The BBQ Sandwich works as a Cookout Tray entrée. Below are the three most-recommended BBQ Tray combinations from regulars, focused on building a complete Carolina BBQ plate experience for the standard tray price.

#1

BBQ Sandwich Tray + Hushpuppies + Slaw + Cheerwine

BBQ Sandwich (370 cal) • Hushpuppies (590 cal) • Slaw (170 cal) • Cheerwine (150 cal)

Total: $7.39  •  Calories: ~1,280

The Carolina BBQ plate experience for $$7.39. BBQ Sandwich for the protein, hushpuppies (the traditional Eastern Carolina BBQ side), slaw for the vinegar-creamy contrast, Cheerwine for the regional cherry-cola finish.
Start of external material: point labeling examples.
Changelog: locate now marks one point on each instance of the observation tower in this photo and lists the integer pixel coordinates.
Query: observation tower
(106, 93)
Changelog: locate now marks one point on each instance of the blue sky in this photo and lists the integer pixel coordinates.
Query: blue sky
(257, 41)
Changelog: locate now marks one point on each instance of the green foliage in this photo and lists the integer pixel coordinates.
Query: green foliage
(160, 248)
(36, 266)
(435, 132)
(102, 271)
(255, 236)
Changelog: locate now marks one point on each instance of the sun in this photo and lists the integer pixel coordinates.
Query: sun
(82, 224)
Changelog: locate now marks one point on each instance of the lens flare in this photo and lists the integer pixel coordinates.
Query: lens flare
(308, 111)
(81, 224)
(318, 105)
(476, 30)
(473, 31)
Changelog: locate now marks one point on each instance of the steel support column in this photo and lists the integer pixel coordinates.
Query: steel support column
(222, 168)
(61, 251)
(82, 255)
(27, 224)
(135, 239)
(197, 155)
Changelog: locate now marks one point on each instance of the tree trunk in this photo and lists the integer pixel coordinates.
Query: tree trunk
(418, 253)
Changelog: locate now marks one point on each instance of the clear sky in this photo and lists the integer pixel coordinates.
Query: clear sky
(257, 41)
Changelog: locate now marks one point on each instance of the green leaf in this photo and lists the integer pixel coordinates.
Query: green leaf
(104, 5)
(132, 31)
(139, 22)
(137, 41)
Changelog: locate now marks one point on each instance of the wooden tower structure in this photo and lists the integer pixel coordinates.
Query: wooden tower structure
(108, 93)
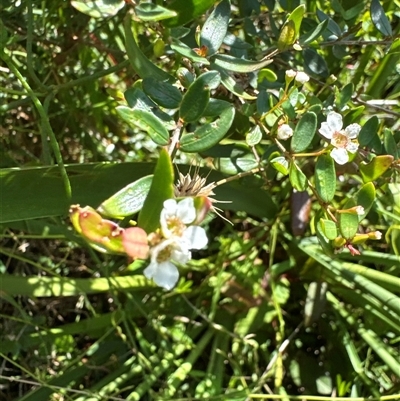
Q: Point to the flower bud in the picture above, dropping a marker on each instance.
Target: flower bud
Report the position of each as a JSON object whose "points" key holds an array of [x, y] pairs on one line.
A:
{"points": [[301, 78], [284, 132], [375, 235]]}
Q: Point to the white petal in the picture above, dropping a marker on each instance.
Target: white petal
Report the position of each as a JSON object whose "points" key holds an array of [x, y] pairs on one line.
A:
{"points": [[352, 147], [326, 131], [150, 270], [334, 121], [181, 255], [196, 236], [352, 131], [164, 274], [186, 210], [340, 156]]}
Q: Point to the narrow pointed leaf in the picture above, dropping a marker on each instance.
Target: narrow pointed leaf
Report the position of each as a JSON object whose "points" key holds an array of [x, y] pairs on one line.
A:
{"points": [[163, 93], [128, 200], [161, 189], [147, 122], [208, 134], [379, 18], [139, 62], [304, 132], [153, 12], [239, 64]]}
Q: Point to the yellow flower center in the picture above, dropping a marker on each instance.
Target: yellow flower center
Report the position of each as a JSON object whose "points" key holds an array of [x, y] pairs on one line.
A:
{"points": [[340, 140]]}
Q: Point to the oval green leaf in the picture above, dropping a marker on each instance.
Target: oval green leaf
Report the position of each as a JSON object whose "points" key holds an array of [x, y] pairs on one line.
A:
{"points": [[196, 98], [215, 28], [146, 121], [375, 168], [379, 18], [128, 200], [329, 228], [366, 197], [369, 132], [325, 178], [209, 134], [297, 178], [348, 224], [287, 36], [304, 132], [163, 93], [161, 189]]}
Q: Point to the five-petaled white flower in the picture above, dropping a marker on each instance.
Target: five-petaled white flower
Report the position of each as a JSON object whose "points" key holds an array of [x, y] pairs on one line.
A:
{"points": [[178, 240], [340, 138]]}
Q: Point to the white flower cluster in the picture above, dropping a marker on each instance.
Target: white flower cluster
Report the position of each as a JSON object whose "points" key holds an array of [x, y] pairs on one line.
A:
{"points": [[341, 139], [178, 238]]}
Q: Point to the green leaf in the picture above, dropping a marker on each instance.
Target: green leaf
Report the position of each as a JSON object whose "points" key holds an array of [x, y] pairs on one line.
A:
{"points": [[38, 192], [348, 224], [325, 178], [161, 189], [153, 12], [137, 99], [147, 122], [380, 19], [215, 28], [187, 52], [344, 95], [239, 64], [314, 64], [369, 131], [187, 10], [390, 143], [329, 228], [314, 33], [254, 137], [231, 159], [304, 132], [231, 84], [139, 62], [297, 178], [209, 134], [99, 8], [375, 168], [128, 200], [297, 16], [287, 36], [163, 93], [366, 197], [280, 164], [196, 99]]}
The closest fast food gets to a roadside Carolina BBQ joint.

#2

BBQ Sandwich Tray + 2× Hushpuppies + Sweet Tea

BBQ Sandwich (370 cal) • 2× Hushpuppies (1,180 cal) • Sweet Tea Regular (290 cal)

Total: $7.39  •  Calories: ~1,840

The "double hushpuppy" version. Most Eastern Carolina BBQ joints serve hushpuppies as the standard BBQ side. Doubling up on them with the BBQ Sandwich creates the most authentic Carolina BBQ flavor profile available in fast food. Pair with sweet tea for the full Southern lunch experience.

#3

BBQ Sandwich Tray + Onion Rings + Cajun Fries + Coca-Cola

BBQ Sandwich (370 cal) • Onion Rings (260 cal) • Cajun Fries (350 cal) • Coca-Cola (240 cal)

Total: $7.39  •  Calories: ~1,220

The "non-traditional" BBQ Tray. Skip the regional Carolina sides for crunchy alternatives — onion rings and Cajun fries pair surprisingly well with the vinegar-tangy BBQ. Lower calorie than the hushpuppy versions while still feeling like a complete meal.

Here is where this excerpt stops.